Impact of atorvastatin on plasma and cardiac biomarkers of inflammation, oxidative stress, and fibrosis in a rat model of streptozotocin-induced diabetes.

Oxidative stress and fibrosis foster the development of cardiovascular disease (CVD) in diabetes. Atorvastatin protects against cardiovascular diseases in diabetes patients. However, the mechanisms are not completely known. This study evaluated the impact of atorvastatin on vascular and myocardial oxidative stress, inflammation, and fibrosis in a model of diabetes. Male Wistar rats were assigned into four groups; control rats, atorvastatin-treated rats (Ator, 40 mg/kg given by oral gavage for 6 weeks), diabetes rats (DM, single IP 40 mg/kg streptozotocin), and diabetes rats treated with atorvastatin (DM + Ator). Serum and cardiac inflammatory, oxidant, and fibrotic markers were measured. Cardiac fibrosis was evaluated by Masson trichrome stain. Streptozotocin-induced diabetes as documented by the marked elevation in blood glucose.
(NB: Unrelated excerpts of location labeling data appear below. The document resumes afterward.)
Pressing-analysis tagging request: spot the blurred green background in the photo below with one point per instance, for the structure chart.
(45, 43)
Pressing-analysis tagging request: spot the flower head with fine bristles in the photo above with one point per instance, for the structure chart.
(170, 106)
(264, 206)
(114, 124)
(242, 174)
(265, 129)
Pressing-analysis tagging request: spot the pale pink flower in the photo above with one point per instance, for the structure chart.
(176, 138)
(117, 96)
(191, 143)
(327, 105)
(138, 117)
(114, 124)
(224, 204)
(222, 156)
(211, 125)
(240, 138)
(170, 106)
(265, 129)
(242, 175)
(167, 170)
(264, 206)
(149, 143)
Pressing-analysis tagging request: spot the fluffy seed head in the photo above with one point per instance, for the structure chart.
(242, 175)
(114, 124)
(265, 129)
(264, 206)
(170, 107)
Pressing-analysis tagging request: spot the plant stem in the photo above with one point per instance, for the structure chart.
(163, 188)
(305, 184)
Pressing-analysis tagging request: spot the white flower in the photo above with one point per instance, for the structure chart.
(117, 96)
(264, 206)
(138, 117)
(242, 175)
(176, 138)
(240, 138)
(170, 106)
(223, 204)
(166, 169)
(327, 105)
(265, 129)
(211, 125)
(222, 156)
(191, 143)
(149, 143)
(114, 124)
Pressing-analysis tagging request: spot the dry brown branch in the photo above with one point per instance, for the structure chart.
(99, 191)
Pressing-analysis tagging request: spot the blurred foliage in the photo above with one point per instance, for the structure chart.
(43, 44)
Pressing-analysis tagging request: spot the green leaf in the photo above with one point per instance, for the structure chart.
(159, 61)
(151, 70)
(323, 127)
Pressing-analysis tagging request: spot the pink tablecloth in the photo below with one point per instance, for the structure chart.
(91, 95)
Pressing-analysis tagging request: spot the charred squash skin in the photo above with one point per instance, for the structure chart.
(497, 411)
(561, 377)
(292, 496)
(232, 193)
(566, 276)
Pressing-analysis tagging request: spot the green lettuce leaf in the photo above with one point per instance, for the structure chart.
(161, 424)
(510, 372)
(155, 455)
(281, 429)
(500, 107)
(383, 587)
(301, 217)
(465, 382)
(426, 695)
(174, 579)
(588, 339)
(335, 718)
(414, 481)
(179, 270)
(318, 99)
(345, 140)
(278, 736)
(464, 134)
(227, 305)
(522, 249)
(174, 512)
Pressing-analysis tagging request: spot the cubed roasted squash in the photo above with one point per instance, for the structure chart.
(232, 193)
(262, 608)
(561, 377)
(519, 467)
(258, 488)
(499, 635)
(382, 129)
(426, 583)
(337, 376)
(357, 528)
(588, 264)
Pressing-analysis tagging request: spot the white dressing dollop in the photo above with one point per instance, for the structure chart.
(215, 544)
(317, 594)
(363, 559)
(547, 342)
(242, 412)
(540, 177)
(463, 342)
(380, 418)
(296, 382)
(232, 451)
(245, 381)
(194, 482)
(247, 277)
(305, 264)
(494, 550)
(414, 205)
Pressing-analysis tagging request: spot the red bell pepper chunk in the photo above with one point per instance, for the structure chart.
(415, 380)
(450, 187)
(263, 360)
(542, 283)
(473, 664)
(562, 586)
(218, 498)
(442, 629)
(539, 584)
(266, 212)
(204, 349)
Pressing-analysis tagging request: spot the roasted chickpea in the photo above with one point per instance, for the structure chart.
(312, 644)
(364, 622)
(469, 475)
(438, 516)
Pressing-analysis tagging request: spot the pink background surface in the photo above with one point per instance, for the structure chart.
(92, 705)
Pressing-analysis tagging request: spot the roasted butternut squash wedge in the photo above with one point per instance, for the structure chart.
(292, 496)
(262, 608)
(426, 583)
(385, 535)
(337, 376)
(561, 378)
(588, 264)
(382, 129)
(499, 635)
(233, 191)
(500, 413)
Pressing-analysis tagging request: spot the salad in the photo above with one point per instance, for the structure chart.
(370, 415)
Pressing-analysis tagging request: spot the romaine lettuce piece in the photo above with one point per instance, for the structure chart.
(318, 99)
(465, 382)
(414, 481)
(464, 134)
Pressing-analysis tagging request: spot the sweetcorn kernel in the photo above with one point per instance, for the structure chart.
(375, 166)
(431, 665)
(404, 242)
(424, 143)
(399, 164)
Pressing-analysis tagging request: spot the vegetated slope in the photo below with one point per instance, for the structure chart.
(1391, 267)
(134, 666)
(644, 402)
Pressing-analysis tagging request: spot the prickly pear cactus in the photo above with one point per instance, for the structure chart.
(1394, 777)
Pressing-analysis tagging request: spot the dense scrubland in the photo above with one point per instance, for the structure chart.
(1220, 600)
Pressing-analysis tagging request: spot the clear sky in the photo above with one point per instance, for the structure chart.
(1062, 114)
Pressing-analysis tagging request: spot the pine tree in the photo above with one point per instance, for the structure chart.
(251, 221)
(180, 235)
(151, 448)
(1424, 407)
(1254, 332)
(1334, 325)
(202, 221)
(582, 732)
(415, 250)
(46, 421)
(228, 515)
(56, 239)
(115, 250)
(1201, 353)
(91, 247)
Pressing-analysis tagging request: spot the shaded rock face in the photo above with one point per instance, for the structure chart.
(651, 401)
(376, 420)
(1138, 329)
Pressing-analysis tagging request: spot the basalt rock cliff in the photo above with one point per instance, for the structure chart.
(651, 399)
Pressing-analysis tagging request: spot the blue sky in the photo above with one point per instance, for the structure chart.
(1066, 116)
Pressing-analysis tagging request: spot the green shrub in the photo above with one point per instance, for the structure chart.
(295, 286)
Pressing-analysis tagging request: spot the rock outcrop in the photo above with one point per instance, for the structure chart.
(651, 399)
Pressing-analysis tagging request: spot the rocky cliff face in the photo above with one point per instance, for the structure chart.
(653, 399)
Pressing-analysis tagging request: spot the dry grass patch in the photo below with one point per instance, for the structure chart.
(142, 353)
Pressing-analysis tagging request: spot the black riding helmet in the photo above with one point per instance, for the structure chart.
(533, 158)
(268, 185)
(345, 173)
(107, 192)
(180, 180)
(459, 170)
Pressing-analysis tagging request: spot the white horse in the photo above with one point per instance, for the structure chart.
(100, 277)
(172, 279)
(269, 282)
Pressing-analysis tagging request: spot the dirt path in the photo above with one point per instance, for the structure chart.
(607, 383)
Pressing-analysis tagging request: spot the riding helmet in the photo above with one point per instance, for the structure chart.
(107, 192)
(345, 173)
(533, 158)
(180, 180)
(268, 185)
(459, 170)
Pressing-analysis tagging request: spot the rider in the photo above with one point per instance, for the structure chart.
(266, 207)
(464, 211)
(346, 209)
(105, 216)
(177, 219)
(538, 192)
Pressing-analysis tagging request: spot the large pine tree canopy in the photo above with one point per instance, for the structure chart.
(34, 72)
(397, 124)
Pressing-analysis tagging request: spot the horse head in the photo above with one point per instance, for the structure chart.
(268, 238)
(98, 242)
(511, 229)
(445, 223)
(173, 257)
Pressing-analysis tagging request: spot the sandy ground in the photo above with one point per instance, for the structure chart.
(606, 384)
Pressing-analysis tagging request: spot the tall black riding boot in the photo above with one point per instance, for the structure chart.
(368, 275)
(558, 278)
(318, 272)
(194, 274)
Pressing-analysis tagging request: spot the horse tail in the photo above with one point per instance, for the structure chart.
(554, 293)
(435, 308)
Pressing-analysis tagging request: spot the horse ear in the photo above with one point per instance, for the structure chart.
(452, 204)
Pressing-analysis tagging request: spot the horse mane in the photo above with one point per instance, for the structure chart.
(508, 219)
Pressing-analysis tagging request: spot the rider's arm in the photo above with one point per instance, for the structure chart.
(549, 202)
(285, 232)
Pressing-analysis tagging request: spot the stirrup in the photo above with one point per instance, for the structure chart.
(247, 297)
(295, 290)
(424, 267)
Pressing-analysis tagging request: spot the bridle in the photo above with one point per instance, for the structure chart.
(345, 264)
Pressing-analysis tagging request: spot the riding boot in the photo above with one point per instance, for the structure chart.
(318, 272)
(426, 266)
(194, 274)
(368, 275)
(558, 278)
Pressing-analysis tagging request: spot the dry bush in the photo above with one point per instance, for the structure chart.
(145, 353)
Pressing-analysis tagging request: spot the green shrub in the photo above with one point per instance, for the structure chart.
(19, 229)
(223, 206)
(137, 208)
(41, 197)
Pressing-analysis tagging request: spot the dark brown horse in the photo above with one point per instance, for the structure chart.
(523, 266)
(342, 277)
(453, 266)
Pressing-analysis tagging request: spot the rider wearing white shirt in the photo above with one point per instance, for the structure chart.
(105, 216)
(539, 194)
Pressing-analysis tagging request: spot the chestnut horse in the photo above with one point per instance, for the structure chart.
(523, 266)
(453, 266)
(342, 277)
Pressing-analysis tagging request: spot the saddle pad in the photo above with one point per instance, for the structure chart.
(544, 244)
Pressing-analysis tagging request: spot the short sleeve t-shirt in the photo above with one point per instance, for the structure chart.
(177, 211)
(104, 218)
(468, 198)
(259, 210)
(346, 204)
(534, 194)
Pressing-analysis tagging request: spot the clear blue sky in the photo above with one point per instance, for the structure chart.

Levels of oxidant biomarkers of serum and cardiac nitrite, cardiac nitrate, and cardiac thiobarbituric acid reactive substances (TBARS) were increased in the DM group. The use of atorvastatin reduced nitrite and TBARS levels. Serum and cardiac inflammatory factors of endothelin-1 (ET-1) were elevated in the DM group, and the use of atorvastatin reduced these increases. Cardiac C-reactive protein tended to increase in the DM group and the use of atorvastatin reduced its level. Cardiac interstitial fibrosis was increased in the DM group with a parallel increase in the platelet-derived growth factor level. The use of atorvastatin reduced cardiac fibrosis. Diabetes was associated with an increase in serum and/or myocardial markers of oxidative stress, inflammation, and fibrosis. The use of atorvastatin reduced cardiac interstitial fibrosis and decreased cardiac oxidant and inflammatory biomarkers.